Applehu Akbar shared CNN’s article about why some people experience Covid-19 differently:
“When we looked in the setting of Covid disease, we found that people who had prior vaccinations with a variety of vaccines — for pneumococcus, influenza, hepatitis and others — appeared to have a lower risk of getting Covid disease,” Dr. Andrew Badley, an infectious disease specialist at Mayo Clinic, told CNN’s Anderson Cooper on Monday night… There’s been no definitive evidence of any other vaccines boosting immunity against Covid-19. But some researchers have suggested it’s possible…. Last month, researchers found that countries where many people have been given the tuberculosis vaccine Bacillus Calmette-Guerin had less mortality from coronavirus, a finding that fits with other research suggesting the vaccine can boost people’s immunity in general.

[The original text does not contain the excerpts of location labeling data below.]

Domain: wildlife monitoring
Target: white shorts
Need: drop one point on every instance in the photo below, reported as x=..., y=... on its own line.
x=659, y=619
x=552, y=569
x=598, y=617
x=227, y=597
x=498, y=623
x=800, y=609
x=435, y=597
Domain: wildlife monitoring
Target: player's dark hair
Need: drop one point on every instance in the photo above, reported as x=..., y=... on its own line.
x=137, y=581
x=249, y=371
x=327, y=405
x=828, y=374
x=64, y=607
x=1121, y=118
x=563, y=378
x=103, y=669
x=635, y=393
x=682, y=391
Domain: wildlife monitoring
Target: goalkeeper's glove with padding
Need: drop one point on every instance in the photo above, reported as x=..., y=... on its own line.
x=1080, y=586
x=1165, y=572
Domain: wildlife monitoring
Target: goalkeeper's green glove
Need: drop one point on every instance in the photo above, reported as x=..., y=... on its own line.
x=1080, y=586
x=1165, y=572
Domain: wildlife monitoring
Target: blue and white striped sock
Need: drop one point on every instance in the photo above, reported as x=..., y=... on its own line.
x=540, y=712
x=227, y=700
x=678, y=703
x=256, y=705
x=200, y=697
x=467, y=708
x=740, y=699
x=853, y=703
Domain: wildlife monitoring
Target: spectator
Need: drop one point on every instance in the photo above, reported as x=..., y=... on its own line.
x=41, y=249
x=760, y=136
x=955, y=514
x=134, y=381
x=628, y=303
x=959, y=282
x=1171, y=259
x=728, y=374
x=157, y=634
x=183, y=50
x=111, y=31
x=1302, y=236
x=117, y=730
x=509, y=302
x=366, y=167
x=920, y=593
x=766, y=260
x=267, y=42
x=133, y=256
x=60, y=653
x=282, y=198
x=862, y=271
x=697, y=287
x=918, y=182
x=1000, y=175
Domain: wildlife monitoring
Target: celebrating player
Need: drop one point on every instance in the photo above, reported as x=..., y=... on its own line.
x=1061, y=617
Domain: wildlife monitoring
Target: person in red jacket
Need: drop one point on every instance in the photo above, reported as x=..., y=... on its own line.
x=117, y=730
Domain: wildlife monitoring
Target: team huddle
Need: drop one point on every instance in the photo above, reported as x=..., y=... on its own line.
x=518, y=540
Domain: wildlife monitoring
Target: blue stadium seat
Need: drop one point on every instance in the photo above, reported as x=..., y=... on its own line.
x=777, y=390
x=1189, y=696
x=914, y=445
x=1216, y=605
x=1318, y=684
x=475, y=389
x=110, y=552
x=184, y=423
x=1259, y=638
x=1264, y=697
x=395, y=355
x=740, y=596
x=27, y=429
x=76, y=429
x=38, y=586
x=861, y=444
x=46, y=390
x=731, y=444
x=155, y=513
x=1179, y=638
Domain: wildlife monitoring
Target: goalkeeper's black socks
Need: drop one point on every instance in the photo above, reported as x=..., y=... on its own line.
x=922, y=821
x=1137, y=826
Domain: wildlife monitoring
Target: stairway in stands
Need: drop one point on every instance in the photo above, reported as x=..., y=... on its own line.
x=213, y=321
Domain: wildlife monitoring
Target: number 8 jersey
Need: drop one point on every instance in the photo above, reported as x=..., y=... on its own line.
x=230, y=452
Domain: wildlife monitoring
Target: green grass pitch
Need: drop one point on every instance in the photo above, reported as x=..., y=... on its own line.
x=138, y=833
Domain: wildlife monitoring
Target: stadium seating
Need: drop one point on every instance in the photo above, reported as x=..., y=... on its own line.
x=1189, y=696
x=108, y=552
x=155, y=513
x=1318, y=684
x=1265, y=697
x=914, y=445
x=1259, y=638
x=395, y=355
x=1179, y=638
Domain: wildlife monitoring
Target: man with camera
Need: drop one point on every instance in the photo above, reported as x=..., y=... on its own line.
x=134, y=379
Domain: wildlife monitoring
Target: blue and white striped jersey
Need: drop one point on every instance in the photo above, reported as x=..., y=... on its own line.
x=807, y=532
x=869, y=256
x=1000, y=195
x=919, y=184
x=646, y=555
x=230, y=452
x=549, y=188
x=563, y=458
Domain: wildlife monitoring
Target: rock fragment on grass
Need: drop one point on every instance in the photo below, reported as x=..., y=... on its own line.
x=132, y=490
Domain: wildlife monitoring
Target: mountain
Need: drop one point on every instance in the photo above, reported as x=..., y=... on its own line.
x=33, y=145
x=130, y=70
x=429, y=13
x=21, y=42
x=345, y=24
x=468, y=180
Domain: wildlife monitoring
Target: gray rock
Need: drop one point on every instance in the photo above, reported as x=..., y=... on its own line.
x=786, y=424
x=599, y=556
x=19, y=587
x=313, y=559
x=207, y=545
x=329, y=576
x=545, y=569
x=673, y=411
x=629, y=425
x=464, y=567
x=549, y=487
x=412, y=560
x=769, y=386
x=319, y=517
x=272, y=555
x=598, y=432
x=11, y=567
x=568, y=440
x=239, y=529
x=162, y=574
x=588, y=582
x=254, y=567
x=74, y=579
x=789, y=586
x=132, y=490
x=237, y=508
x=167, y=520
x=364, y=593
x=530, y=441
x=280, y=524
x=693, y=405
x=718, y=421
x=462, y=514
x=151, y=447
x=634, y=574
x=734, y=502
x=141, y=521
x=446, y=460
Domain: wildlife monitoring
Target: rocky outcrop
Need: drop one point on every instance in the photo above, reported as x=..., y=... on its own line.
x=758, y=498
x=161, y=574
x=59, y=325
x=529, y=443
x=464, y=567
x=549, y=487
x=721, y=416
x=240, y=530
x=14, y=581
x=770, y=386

But once you’re infected, how much of the virus made it into your body could also have an impact on what your experience is, another expert told CNN on Monday. Dr. Monica Gandhi, an infectious disease specialist at University of California, San Francisco, has been working with a team of researchers to understand how more people could go through their infections with minimal or no symptoms. About 40% of people infected with the virus don’t have symptoms, according to an estimate last month by the US Centers for Disease Control and Prevention.
Gandhi’s team found masks make a difference.
“What the mask does is really reduce the amount of virus that you get in, if you do get infected,” she said. “And by reducing that… you have a lower dose, you’re able to manage it, you’re able to have a calm response and you have mild symptoms or no symptoms at all.”